The Door of No Return is at a memorial known as The House of Slaves in Senegal and was opened up by Boubacar Joseph Ndiaye in 1962. Ndiaye explained that millions of slaves were brought to the site and marched through the door onto ships that facilitated the Atlantic slave trade.
Although quite a few scholars argue about the volume of slaves that passed through that site, in particular, the larger point is what it stands for: the wretched human toll of African slavery.
>> COINTELPRO
In late 1955, the FBI, using the excuse that Dr. Martin Luther King Jr. was suspected of having communist ties, developed a “counter intelligence program” to keep him under surveillance right up until his assassination in 1968. Not surprisingly, they were never able to prove any subversive ties.
Still, they settled for proof of his having extramarital affairs and generally spending enormous amounts of government money to harass him and make his personal life a living hell. Unfortunately, even now, almost 70 years later, echoes of these same tactics are still being used to discredit the Black Lives Matter movement.
This was a terrifying reality in the Jim Crow South. Essentially, if a Black man made eye contact with a white woman, or more importantly, was accused of making eye contact with a white woman, he would be beaten, jailed, and in some cases, killed for raping her with his eyes.
Again, this not-too-far-in-the-past stain on our society still makes its way into some of the worst injustices today: Freddie Gray, although it was first conjectured that he had a knife, was really killed for looking at a police officer. In 2015. The “knife” was fiction.
Why is it that many Black folks know this history? Well, before the internet and social media, Black people preserved history through the centuries-old oral tradition. At barbershops, churches, and family reunions, Black elders were always sharing their stories of surviving America, stories they knew their Black descendants would never hear in school.

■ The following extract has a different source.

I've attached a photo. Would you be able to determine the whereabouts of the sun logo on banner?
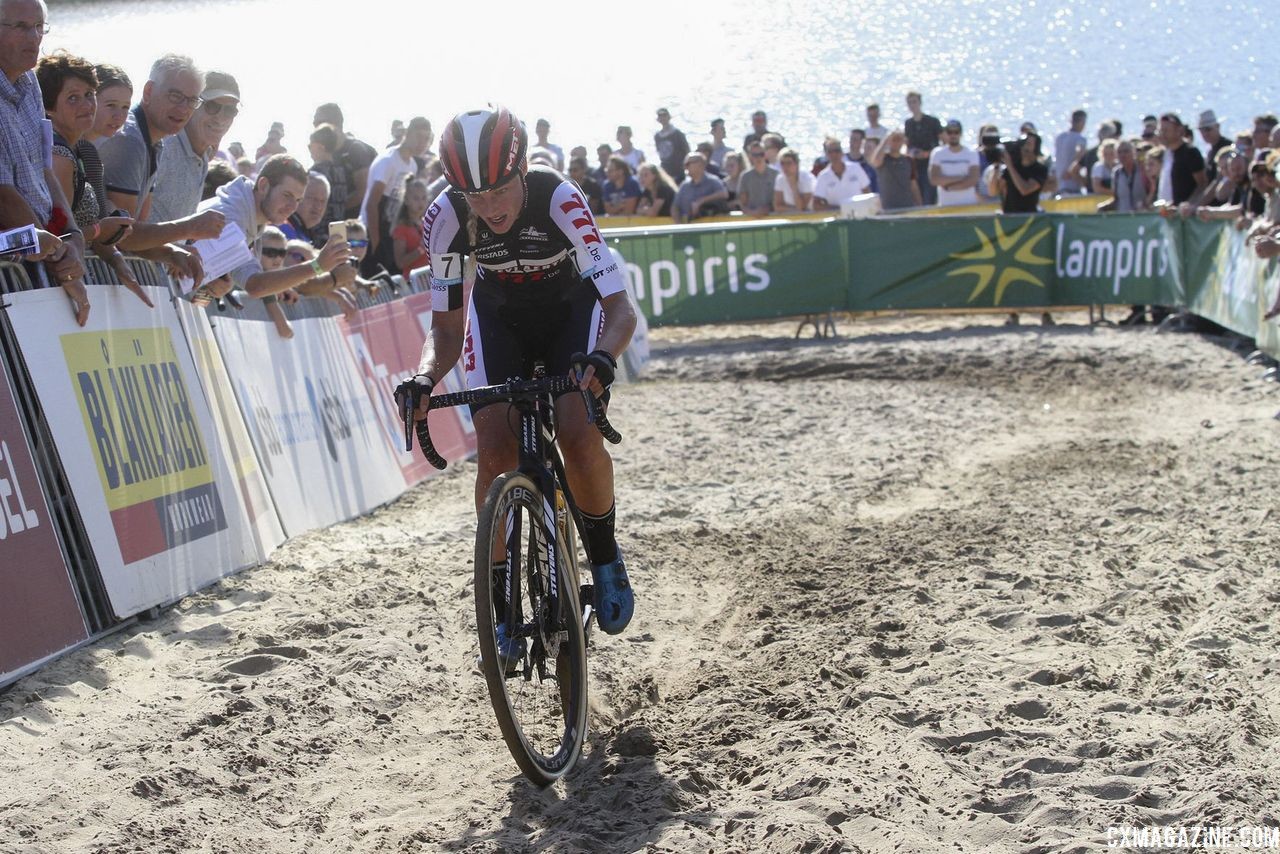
[947,216,1053,306]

The redacted, fairy-tale version of American history most white people have embraced as truth prevents substantive conversations about race/racism from ever occurring.

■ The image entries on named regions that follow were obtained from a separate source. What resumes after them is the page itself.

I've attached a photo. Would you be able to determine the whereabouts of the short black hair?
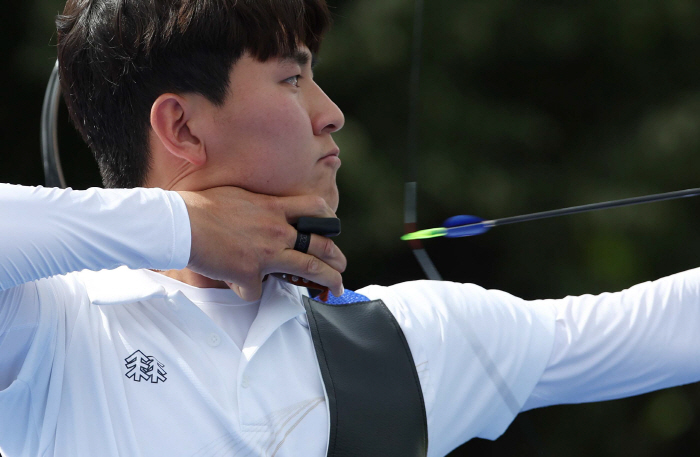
[56,0,331,188]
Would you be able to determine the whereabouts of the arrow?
[401,188,700,241]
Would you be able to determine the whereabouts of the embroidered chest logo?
[124,351,168,384]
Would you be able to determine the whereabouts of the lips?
[319,148,340,160]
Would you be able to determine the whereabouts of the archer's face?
[197,47,345,210]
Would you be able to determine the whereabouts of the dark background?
[0,0,700,456]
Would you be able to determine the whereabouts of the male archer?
[0,0,700,457]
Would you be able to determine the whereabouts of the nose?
[309,82,345,135]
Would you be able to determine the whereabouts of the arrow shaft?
[489,188,700,226]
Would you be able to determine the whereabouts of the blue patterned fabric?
[314,289,370,305]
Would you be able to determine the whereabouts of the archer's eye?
[284,75,301,87]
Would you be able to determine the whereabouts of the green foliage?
[0,0,700,456]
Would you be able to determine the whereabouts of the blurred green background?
[0,0,700,456]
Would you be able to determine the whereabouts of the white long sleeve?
[0,184,191,290]
[523,269,700,409]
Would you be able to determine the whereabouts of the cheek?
[211,97,315,195]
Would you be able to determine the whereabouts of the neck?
[157,268,229,289]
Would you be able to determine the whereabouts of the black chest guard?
[304,297,428,457]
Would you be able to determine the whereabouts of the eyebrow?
[282,49,318,70]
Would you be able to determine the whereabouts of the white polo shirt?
[0,185,700,457]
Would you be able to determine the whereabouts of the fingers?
[270,249,345,297]
[304,234,348,272]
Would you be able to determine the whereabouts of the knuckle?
[269,224,289,240]
[306,256,321,274]
[313,196,328,212]
[323,238,335,257]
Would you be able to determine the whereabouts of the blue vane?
[314,289,370,305]
[442,215,491,238]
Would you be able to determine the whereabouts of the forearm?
[0,184,191,290]
[524,269,700,409]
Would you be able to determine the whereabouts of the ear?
[151,94,207,166]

It is not possible to heal America’s racial wounds when Black and white people’s solutions are rooted in conflicting historical journeys: one, fact, and the other, fiction. It results in well-meaning white people’s superficial analysis of egregious acts of racism.
Instead of categorizing such acts as evidence of historic/systemic racial oppression, they get filed under the “isolated incidents” section, which exacerbates Black people’s feelings of powerlessness.
It is time for white people—especially those who want to live in a nation centered on equality, justice, and freedom for all—to learn the history that has been hidden from them.